4 things I learned from Stripe in 4 years
Prior to joining Stripe, I was an equity investor at Fidelity. As a result, I had the fortunate opportunity to have one-on-one meetings with public companies (including S&P 500 companies)' CEOs and CFOs or host IPO roadshow meetings to hear management team pitch their stories. I was incredibly grateful to have met some of the best executives and operators, who ran high-quality businesses that compounded value consistently over decades. These firms are referred to as "long-term winners" by Fidelity. I was determined to join one of the "long-term winners" potential candidates when I left Fidelity, hoping to learn a thing or two about what leads to these companies’ long duration of growth and profitability.
I started my journey at Stripe in 2018 when the company had only 1,000 people. Over the next 4 years, it was fascinating to witness and contribute to Stripe’s extraordinary expansion and evolution. I found what I experienced as an operator reinforced what I had expected as an investor on a much deeper and practical level. Here are some reflections on this remarkable journey. Please note that anything you read here represents solely of my personal opinions.
A best-in-class company’s strategy stays surprisingly consistent over many years. My first encounter with Stripe dated back to 2015 when I visited the company on a Stanford MBA Tech trip. While some companies impressed me with their amazing offices, my biggest takeaway from the Stripe visit was one sentence from our host. He said Stripe focused on attracting start-ups; these start-ups grow and compound over time, and Stripe would grow alongside them. I recall thinking that this was so simple, yet so beautiful. I didn't completely appreciate how effective this strategy is or how tremendous the financial impact would be until I joined the company. In the period of seemingly limitless investor money, it was very simple to lose sight of business model (free cash flow and unit economics, not just top-line growth), especially for a company like Stripe that was never short of investor interests. Yes, Stripe is most well known for its great product and technology, but a big part of its success also comes down to the powerful business model and financial profile underlying its consistent long-term strategy.

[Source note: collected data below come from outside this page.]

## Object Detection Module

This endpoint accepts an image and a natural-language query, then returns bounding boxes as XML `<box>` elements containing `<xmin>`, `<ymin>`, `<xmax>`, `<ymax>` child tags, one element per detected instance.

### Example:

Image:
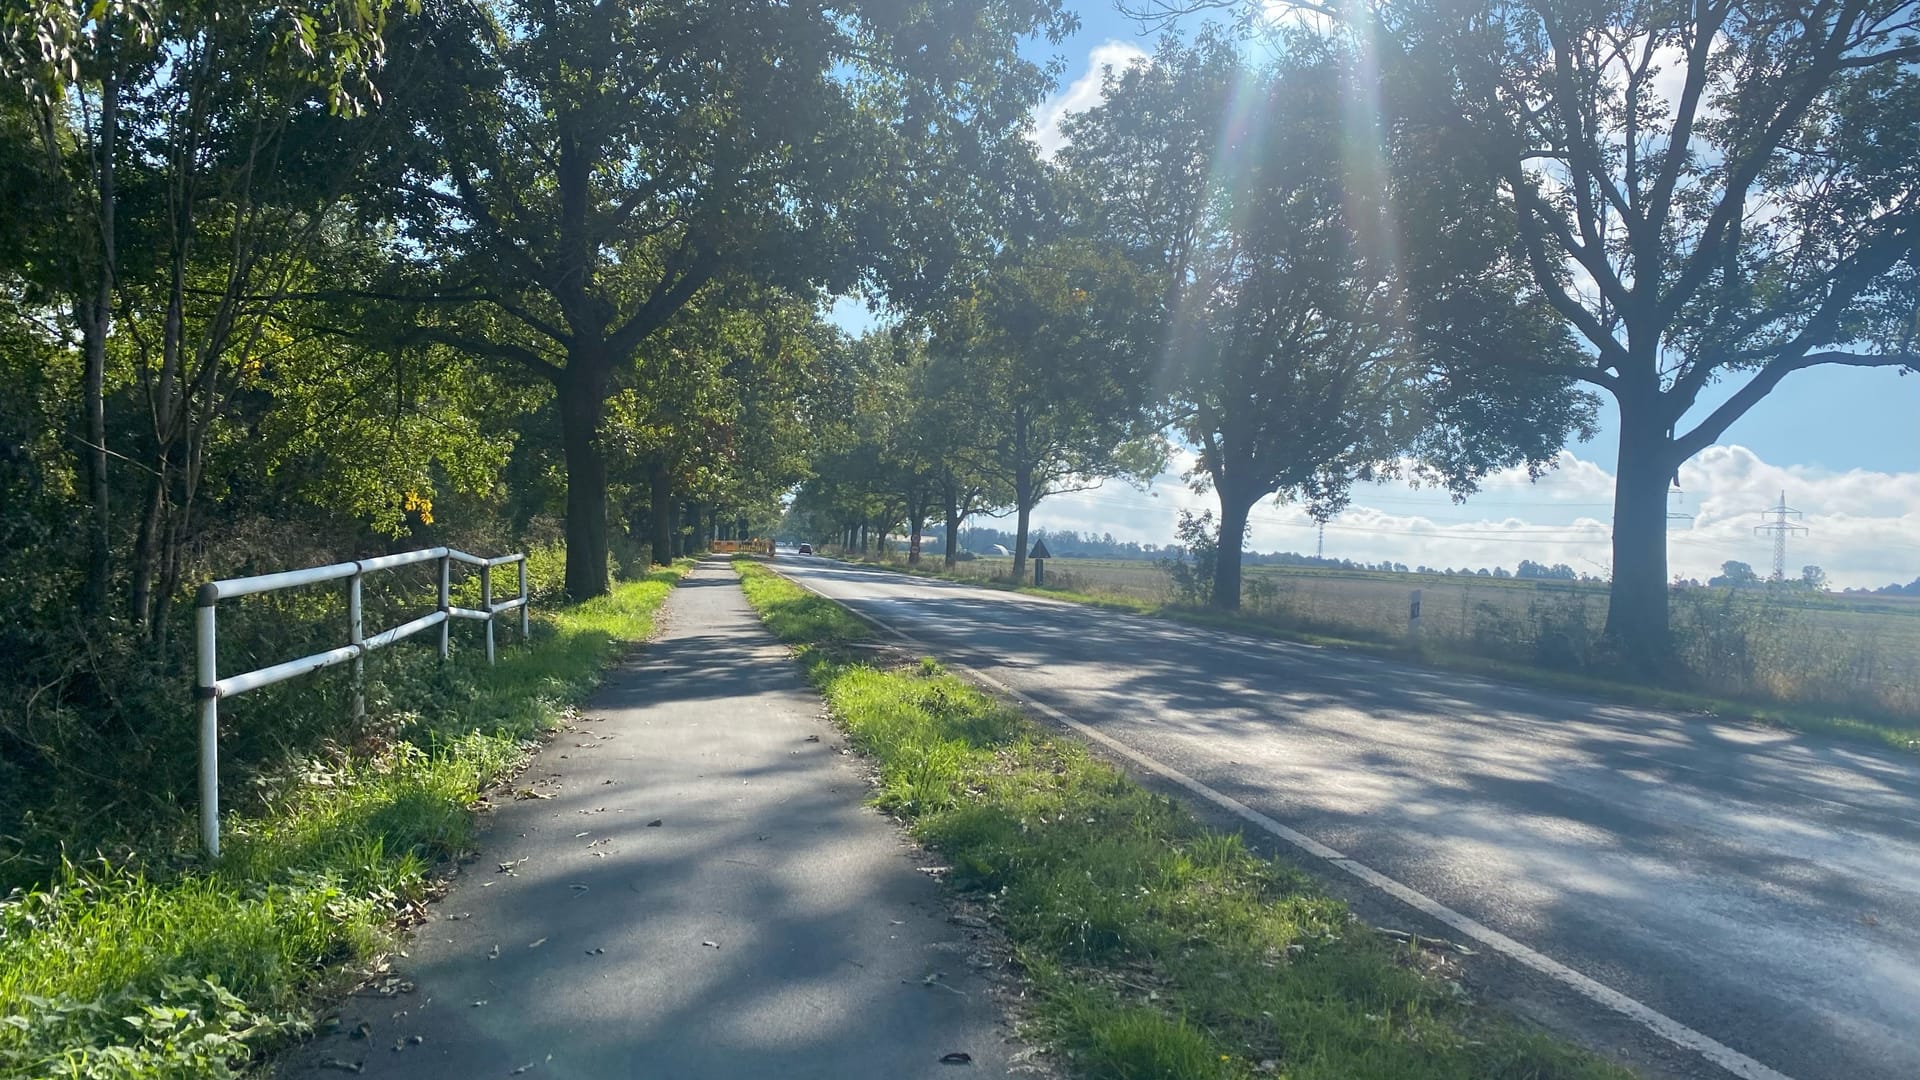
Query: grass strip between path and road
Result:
<box><xmin>0</xmin><ymin>563</ymin><xmax>690</xmax><ymax>1080</ymax></box>
<box><xmin>831</xmin><ymin>554</ymin><xmax>1920</xmax><ymax>757</ymax></box>
<box><xmin>734</xmin><ymin>557</ymin><xmax>1626</xmax><ymax>1080</ymax></box>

Time horizon is a fantastic tool for best-in-class businesses to create and widen their moat. When I was an investor, it wasn't uncommon to see some leaders managing their companies on a 1 or 2-year time horizon. This was understandable because executives at S&P 500 companies receive 70%+ of their pay in the form of equity, so it made sense that they would be concerned with short-term price movement. With Stripe, long-range planning (LRP) for the following 4-5 years had always been important. And in 2021, when Stripe turned 10 years old, they ran a comprehensive 10-year planning process. While not everything in these long-term plans came to pass (as was the case for practically all organizations), Stripe's dedication to these long-term exercises encouraged the business to think ambitiously and lay the groundwork for future big bets. Led by founders, the company used long-term thinking to make hard decisions and was willing to suffer short-term setbacks to drive long-term value creation.

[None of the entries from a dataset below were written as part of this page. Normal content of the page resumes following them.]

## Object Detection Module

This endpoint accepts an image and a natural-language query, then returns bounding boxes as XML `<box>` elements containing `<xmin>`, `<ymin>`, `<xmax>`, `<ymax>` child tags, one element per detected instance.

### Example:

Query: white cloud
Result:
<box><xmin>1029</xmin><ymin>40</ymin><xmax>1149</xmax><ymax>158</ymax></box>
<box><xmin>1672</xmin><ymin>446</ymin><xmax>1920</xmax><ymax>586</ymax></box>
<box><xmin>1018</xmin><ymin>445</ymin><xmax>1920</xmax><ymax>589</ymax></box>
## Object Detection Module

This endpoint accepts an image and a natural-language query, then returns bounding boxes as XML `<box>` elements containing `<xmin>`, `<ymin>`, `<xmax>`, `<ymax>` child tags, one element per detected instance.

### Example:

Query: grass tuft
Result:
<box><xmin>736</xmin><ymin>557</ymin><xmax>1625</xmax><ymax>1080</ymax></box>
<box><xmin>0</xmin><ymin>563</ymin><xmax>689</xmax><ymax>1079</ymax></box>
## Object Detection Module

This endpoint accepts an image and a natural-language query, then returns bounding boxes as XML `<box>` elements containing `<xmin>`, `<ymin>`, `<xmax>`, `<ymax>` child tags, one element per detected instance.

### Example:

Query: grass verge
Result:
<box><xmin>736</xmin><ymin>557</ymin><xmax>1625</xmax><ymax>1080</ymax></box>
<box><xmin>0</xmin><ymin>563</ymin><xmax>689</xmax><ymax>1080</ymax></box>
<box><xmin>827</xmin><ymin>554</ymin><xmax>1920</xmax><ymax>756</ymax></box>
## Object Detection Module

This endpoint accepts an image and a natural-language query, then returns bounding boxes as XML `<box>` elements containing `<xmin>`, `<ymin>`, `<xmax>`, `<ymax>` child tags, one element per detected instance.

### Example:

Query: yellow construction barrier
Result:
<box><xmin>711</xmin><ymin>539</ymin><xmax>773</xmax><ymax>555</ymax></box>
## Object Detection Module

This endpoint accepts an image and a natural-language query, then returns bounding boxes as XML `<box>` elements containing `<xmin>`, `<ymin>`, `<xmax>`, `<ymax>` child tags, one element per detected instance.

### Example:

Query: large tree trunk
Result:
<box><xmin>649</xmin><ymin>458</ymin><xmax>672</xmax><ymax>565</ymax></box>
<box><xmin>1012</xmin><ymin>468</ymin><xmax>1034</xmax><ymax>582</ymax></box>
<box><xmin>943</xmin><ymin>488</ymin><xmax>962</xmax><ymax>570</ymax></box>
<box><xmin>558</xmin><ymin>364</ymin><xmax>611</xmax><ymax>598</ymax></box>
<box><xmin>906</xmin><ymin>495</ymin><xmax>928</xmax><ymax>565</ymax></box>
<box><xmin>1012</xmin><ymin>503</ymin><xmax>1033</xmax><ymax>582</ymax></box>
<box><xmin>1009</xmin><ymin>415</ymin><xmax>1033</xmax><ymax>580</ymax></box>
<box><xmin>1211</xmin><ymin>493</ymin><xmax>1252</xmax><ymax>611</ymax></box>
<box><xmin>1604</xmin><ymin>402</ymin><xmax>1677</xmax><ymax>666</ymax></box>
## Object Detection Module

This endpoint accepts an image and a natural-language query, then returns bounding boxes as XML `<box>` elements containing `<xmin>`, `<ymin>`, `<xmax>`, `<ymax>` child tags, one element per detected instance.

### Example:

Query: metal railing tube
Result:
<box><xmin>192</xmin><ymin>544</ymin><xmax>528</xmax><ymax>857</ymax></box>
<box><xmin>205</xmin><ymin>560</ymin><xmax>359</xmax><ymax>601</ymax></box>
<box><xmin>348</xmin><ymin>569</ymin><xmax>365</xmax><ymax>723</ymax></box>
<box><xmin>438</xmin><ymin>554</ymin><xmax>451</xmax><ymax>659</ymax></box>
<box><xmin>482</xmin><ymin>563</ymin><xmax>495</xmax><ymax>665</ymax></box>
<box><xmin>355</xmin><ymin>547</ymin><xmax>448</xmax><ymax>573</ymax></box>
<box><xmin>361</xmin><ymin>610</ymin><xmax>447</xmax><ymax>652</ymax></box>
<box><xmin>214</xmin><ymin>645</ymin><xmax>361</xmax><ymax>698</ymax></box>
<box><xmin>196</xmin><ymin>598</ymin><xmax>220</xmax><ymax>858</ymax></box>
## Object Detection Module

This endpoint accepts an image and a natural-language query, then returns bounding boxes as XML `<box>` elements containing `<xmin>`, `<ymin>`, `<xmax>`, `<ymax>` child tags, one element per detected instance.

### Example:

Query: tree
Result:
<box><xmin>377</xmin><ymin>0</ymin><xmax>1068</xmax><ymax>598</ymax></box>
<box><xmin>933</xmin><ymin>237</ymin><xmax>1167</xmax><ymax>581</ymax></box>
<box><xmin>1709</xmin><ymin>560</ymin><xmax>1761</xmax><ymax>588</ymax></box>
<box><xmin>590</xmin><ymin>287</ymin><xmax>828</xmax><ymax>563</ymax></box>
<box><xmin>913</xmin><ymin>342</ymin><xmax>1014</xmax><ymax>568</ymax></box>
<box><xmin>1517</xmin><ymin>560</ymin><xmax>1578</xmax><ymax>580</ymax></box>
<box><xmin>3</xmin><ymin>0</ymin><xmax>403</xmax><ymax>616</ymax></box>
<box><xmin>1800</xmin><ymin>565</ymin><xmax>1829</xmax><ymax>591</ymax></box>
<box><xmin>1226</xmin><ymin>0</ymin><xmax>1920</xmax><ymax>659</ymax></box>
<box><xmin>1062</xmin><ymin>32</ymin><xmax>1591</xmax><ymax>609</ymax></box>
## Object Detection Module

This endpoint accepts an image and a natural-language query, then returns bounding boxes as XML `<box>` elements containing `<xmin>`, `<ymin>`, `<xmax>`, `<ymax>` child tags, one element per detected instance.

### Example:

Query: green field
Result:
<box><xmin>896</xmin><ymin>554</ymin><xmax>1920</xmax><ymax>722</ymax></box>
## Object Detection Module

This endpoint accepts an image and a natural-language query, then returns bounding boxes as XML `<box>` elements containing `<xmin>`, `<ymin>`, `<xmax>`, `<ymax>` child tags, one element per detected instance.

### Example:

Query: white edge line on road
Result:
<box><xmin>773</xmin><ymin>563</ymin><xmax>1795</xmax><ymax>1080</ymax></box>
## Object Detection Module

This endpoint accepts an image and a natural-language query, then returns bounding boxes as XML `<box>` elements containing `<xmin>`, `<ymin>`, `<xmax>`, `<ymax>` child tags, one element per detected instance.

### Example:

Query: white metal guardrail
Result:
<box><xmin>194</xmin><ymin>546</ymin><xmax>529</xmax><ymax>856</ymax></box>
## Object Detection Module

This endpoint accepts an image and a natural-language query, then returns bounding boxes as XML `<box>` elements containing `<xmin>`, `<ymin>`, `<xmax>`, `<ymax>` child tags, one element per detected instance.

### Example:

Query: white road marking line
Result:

In addition to having outstanding visions and strong leadership qualities, the best executives also delve extremely deeply into operational minutiae. I spoke with public company executives in countless numbers over my time as an investor. As my knowledge increased, I could discern certain responses were more compelling than others, though I never fully understood why. When I had the good fortune to work with or attend meetings with senior management at Stripe, I was astonished by how thoroughly they probed problems and how "down-to-earth" they were in managing the company. For instance, they carefully read the shipped emails on internal and external product and engineering updates, participated in numerous customer calls and visits, demanded deep operational details in business reviews,and left insightful comments and questions on the thousands of documents they reviewed each year. I now have a greater understanding of what excellent leadership is. This requires the unique combination of setting the right high level strategy and having a strong grasp of the operational specifics, to effectively drive execution, push teams, and course correct where needed.
As cliché as it may sound, what makes a company special comes down to its people. I recall one of my favorite aspects of the investor job was going on site visits where I got to meet the firm’s employees, as opposed to only C-levels. Compared to what I read in SEC filings or heard on earnings calls, these site visits gave me a lot more information about the people, the culture, and the true inner workings of a company. When I first started at Stripe, I assumed I would learn the most from how the leaders set the strategy, what the product development process is, etc. I did, in fact, learn these. The best memories, however, were made with the amazing Stripes I worked with or during coffee chats with coworkers. I gained so much knowledge about product development from white-boarding product strategy together with PMs and engineers. Getting my hands dirty with pricing promotion and sales enablement taught me so much about marketing. I learned so much about sales through conversations with AEs, AMs, and BDRs, which helped me comprehend Stripe's revenue drivers on a much deeper level. Stripe was a special place because it attracted exceptional talent and its people were so willing to share and to collaborate together in an open environment.